为了找出制备OA-MnO2的最佳计量比,分别称取10,20,30,40,50,60, 70mg高锰酸钾固体于5mL水中溶解,快速注入剧烈搅拌的油酸乳液中,白色乳液由紫罗兰色变成酒红色,继续搅拌,直至溶液变成棕色,此时得到稳定的 OA-MnO2纳米粒,当还原70mg KMnO4时,出现纳米粒聚集现象,继续搅拌1h后透析(MV=14000),每6h换一次水,直至溶液体积不再变化。
2、OA-MnO2纳米酶的表征
1)OA-MnO2纳米酶的水合粒径和Zeta电位的测定实验
分别取合成好的OA纳米乳液,OA-MnO2纳米酶,分别用去离子水稀释至2mL。

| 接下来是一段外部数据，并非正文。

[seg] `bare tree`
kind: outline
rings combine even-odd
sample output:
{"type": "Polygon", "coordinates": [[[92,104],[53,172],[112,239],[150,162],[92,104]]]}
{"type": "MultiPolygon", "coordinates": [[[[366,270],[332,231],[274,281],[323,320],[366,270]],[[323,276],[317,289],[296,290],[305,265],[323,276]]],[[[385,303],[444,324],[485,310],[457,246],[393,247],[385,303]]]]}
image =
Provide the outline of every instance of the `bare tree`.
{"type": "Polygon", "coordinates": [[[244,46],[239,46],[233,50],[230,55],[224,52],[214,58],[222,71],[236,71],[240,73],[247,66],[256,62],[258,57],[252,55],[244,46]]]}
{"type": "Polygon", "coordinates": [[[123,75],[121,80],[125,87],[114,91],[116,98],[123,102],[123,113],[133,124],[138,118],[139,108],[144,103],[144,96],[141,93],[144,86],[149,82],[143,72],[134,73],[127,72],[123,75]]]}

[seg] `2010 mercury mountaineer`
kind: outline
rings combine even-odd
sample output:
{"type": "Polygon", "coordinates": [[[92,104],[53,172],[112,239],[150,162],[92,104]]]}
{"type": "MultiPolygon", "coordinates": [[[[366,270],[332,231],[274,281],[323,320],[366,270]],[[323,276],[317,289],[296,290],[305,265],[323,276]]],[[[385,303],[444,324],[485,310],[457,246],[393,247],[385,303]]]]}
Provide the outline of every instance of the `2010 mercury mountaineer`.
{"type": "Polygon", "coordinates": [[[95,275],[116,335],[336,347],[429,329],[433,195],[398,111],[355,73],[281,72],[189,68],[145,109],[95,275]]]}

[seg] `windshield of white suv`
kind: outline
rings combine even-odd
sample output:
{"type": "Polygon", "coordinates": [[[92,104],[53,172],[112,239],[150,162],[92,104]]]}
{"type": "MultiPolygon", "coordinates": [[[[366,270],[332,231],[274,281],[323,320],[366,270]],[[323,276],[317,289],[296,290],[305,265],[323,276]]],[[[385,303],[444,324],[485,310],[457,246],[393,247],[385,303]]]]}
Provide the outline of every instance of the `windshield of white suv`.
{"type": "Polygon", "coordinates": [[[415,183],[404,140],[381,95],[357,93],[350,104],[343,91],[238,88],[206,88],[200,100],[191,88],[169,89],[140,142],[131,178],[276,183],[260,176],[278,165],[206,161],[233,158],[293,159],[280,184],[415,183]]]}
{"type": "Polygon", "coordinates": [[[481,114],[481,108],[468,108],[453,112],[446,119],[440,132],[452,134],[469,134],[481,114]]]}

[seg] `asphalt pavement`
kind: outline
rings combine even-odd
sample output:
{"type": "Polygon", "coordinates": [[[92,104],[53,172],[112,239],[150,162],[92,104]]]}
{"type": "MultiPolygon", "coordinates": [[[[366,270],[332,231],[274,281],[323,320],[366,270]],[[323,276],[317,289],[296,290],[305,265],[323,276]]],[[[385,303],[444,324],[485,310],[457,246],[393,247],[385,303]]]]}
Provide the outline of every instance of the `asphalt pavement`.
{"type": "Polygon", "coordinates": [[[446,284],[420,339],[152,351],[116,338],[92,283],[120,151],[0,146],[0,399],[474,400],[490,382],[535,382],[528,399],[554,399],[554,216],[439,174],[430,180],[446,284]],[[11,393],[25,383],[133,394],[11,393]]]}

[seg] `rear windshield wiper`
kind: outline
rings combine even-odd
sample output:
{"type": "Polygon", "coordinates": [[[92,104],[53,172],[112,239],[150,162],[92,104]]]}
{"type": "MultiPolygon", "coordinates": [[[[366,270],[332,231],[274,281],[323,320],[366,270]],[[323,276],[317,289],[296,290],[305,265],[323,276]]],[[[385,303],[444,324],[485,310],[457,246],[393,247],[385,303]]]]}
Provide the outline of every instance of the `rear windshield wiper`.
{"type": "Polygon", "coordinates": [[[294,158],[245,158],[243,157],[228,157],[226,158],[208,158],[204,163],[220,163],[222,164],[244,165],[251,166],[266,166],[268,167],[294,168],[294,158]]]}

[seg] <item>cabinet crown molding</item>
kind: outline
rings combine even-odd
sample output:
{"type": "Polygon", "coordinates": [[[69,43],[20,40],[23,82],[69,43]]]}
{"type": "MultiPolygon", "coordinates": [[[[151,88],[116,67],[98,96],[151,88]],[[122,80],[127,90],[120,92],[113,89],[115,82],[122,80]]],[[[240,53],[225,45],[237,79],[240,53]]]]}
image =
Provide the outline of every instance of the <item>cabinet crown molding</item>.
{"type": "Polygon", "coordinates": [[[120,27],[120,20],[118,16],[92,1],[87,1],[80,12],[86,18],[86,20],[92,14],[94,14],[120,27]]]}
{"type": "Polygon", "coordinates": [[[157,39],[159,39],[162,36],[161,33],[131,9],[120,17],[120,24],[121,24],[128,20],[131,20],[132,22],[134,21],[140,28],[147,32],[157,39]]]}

其中,1mL用于测水合粒径,1mL用于测Zeta电位。水浴超声15min,并经过水系(0.22μm)滤膜过滤后用于实验测定,每组样品平行测定三次,并监测整个过程的变化。测量结果见表1所示。其中油酸纳米乳液的水合粒径分布图如附图1所示,还原60mg高锰酸钾制得的OA-MnO2纳米酶的水合粒径和Zeta 电位分布图分别如附图2和3所示。
表1为不同用量高锰酸钾制备的OA-MnO2纳米酶的水合粒径和zeta电位变化情况表。
表1
根据测得的水合粒径结果显示,制备的OA纳米乳液分散良好,平均水合粒径为188.2±42.6nm,多分散性指数为0.188。随着KMnO4质量的不断增加,能够很容易的制得OA-MnO2纳米酶,电荷比的增加导致了OA-MnO2水合粒径的变化,当KMnO4的质量超过50mg时,水合粒径稳定在了100nm左右。因此,还原60mg KMnO4制备的OA-MnO2具有最佳的反应产率,水合粒径和Zeta电位,除非另有说明,否则将用于以下研究。
2)OA-MnO2纳米酶的透射电镜实验
分别取20μL OA纳米乳液、OA-MnO2纳米酶于1.5mL离心管中,加入980μL 去离子水稀释,吸取10μL稀释后的样品滴于碳支持膜铜网上,将铜网置于电子干燥箱中过夜干燥,制备透射电子显微镜(TEM)样品。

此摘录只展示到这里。